We have a function f(x)=log(1/e^x)-ex^3

Evaluate df(x)/dx

f(x)=log1-log(e^x)-ex^3=-x-ex^3

df(x)/dx=-1-3ex^2

Assume the UBC fountain pool is a cylinder with the radius of 3m. Water is added into the pool at a rate of 0.5m^3/min. At what rate (m/min)does the height of the water raise?

Let the height be h.

The volume V=pi3^2h=9pih

Differentiating both sides,

dV/dt=9pi dh/dt

We know that dV/dt=0.5

dh/dt=0.5/9pi=1/18pi

Thus the height changes at a rate of 1/18pi m/min

(a) Label the right edge of the circle point M, and the left edge point N.If the temperature at M is the same as that at N, then we have antipodal points where the temperature are the same.

But what if the temperature at M is lower than that at N?

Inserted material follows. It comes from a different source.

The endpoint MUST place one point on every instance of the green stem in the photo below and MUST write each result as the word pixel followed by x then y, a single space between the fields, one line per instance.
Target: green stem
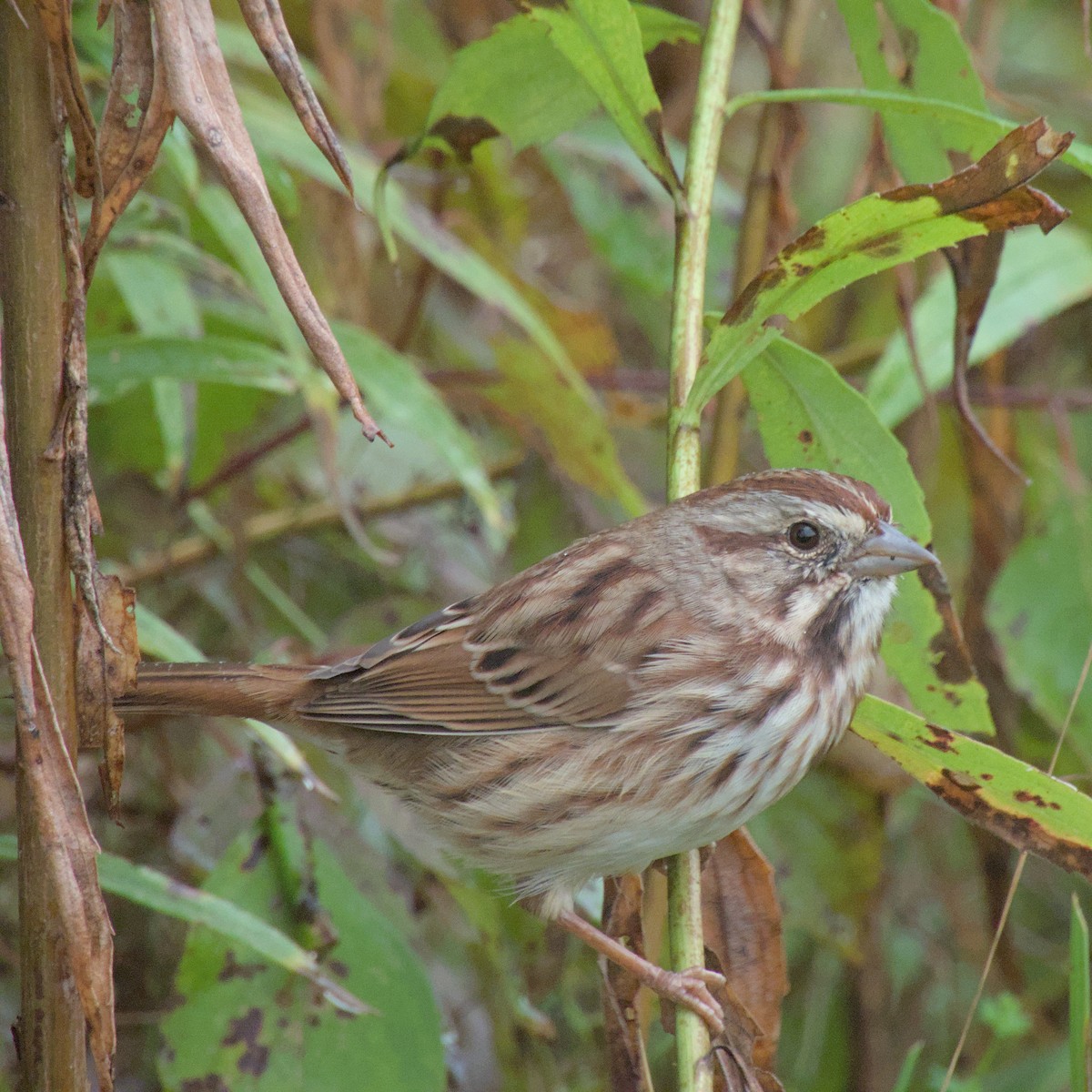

Imagine a stick longer than the diameter of the circle, and its midpoint is fixed at the center of the circle. So the two contact points of the stick and the circle are antipodal points.Label the two points A and B. Now imagine the stick rotates from the x-axis anticlockwise, with A going  from M to N, and B going from N to M.It stop after rotating 180 degrees.So at the initial time, temperature at A is lower than temperature at B;temperature at B is higher than temperature at A.After the rotation, A has higher temperature than B.During the whole process the temperature can only change continuously, and the stick cannot be bent. Thus there must exist a certain instant, at which the temperature at A and that at B are the same.

(b) My argument rely implicitly on the continuity of the change of temperature. In real life, temperature changes continuously, and I use a real life way to interpret the proof, in which the stick is assumed to rotate smoothly (also related to continuity) .

1. The change of temperature as the altitude increases can be considered as a function. Generally, for every 100 meters’ increment at the altitude, the temperature decrease by 0.6℃. If we assume the temperature at the sea level is 25℃,the temperature(T,℃) vs altitude(x,m) function can be written as: y= -0.006x+25

Since it is a linear function, it does not have a horizontal asymptote. Assume it has a horizontal asymptote y=a

so the horizontal asymptote does not exit.

2. There is a pancake, its area is 1.If we cut it into halves.Then after the first time we cut it , the area of each of the pieces is 1/2.After the third time,the area of each of the pieces is 1/4.

…..

If we write down the area after every time we cut it ,it will be

1/2,1/4,1/8,……,

It does not converge.

3.If we sum up all the terms above,we get 1/2+1/4+1/8+…

By the geometric test,we know that the series converges to 1.

This is to claim that I have done my homework.